Recomendações de Antonil

Nas vésperas da safra canavieira de 2022/ 2023, que inicia-se no Nordeste em setembro próximo, aceleram-se na região as providências requeridas no campo e nas fábricas para o início da moagem.

Decorridos mais de trezentos anos do tratado do jesuíta João Andreoni, conhecido por André João Antonil, datado de 1711, sob o título “Cultura e Opulência do Brasil”, contendo recomendações elementares sobre o exercício da atividade agroindustrial canavieira pelo senhor de engenho, obra preparada durante temporada de Antonil no Engenho Sergipe do Conde na Bahia, as observações de Antonil, com ressalvas de algumas práticas de triste memória pelos empreendedores coloniais, continuam atuais, guardando o mesmo sentido tecnológico e administrativo para a boa gestão dos empreendimentos canavieiros. Senão vejamos:

Do século XVI ao XXI, em termos tecnológicos, a fábrica de açúcar continua dividindo-se em três estágios, o primeiro representado pelo “esmagamento da cana”, o segundo pelo “cozimento do caldo extraído”, e o terceiro pela “cristalização do mel obtido” depois do cozimento.

Da mesma forma, na fabricação de aguardente e/ou álcool, o primeiro estágio, o mesmo “esmagamento da cana”, o segundo, “a fermentação do caldo”, e o terceiro, “a destilação do mosto fermentado”.
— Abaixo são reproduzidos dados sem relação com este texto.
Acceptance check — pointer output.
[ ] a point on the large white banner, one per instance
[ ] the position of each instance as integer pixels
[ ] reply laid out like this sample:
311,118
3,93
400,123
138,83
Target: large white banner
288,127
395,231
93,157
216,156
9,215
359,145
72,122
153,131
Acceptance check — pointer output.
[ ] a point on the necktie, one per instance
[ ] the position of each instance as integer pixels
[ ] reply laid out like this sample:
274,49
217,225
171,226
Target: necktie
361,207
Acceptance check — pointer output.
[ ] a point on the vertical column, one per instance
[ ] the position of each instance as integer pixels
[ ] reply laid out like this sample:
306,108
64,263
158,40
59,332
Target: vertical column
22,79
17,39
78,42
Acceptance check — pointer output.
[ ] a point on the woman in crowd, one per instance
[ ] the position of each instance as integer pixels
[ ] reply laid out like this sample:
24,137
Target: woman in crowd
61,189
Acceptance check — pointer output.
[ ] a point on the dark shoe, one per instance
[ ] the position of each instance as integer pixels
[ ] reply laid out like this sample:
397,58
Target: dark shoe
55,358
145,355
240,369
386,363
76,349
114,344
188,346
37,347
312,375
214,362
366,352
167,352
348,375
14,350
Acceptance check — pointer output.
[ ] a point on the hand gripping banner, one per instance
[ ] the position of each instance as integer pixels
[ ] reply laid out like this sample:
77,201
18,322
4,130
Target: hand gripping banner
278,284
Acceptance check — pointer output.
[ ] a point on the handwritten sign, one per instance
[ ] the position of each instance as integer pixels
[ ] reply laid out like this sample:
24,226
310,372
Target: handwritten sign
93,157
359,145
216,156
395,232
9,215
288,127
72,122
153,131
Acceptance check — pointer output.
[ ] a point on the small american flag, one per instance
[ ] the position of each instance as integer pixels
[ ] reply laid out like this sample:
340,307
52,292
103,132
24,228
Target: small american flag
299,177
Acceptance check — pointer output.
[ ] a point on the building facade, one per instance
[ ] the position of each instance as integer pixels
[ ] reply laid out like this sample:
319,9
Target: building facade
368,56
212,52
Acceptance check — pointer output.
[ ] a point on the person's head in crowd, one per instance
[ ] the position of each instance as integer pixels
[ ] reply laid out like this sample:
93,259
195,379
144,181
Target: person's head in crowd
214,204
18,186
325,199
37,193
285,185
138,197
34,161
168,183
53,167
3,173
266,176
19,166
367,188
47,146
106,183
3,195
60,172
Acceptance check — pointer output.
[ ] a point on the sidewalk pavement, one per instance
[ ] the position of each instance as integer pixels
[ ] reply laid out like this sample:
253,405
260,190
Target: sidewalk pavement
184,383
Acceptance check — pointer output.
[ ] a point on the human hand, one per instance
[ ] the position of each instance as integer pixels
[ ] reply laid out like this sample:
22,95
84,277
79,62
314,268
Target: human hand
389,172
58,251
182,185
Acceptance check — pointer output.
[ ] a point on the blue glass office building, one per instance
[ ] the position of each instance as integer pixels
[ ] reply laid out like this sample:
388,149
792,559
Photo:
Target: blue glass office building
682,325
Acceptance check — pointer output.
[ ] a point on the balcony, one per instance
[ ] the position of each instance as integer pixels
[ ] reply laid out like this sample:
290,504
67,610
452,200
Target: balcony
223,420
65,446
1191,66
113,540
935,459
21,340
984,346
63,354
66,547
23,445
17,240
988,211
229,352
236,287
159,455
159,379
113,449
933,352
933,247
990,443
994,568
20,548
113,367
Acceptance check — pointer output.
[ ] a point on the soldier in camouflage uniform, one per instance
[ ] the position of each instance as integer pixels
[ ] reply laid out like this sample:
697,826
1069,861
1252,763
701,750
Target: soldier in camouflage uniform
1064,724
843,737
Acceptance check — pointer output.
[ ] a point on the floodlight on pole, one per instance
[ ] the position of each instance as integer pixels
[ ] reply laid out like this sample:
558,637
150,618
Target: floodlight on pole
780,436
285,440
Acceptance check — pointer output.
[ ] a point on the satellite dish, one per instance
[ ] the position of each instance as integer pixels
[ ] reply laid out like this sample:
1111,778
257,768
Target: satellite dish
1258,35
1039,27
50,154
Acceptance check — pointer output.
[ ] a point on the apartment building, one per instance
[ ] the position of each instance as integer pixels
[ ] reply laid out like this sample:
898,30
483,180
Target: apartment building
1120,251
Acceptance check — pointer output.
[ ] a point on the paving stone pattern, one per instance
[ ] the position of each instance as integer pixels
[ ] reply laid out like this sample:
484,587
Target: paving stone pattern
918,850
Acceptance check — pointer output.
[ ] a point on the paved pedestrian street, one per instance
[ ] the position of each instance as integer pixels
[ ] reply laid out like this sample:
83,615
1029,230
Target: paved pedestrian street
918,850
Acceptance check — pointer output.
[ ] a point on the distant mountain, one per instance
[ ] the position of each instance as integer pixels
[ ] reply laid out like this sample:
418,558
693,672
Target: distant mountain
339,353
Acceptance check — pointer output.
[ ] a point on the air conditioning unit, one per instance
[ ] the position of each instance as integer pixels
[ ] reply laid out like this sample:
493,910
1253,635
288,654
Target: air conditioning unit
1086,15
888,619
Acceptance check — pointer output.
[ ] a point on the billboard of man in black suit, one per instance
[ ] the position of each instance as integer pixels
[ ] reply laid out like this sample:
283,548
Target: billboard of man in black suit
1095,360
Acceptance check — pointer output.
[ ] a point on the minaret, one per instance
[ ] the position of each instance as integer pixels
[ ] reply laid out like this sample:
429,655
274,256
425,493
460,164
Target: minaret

Mas as coincidências vão mais além, vez que estendem-se à esfera administrativa, do como tratar os agentes envolvidos no processo para o bom êxito do empreendimento. Em primeiro lugar, os trabalhadores, no passado representados pelos índios (gentios) e escravos negros, hoje pelos trabalhadores livres no campo e na indústria, na moenda, nos tachos, os cozedores, na cristalização, os purgadores e, finalmente, na embalagem do produto final, os caixeiros (hoje os ensacadores nos armazéns). Ou seja, desde sempre os trabalhadores no trato cultural, envolvendo corte e plantio, na fabricação (engenho ou usina), na embalagem e armazenagem (engenho ou usina).

Antonil continua na sua “didática cartilha de como bem conduzir o complexo e trabalhoso sistema de produção a bom termo, orientando:

- “Como se há de haver o senhor de engenho na compra e conservação das terras e nos arrendamento delas.” 

- “Como se há de haver o senhor do engenho com os lavradores e outros vizinhos, e estes com o senhor.” 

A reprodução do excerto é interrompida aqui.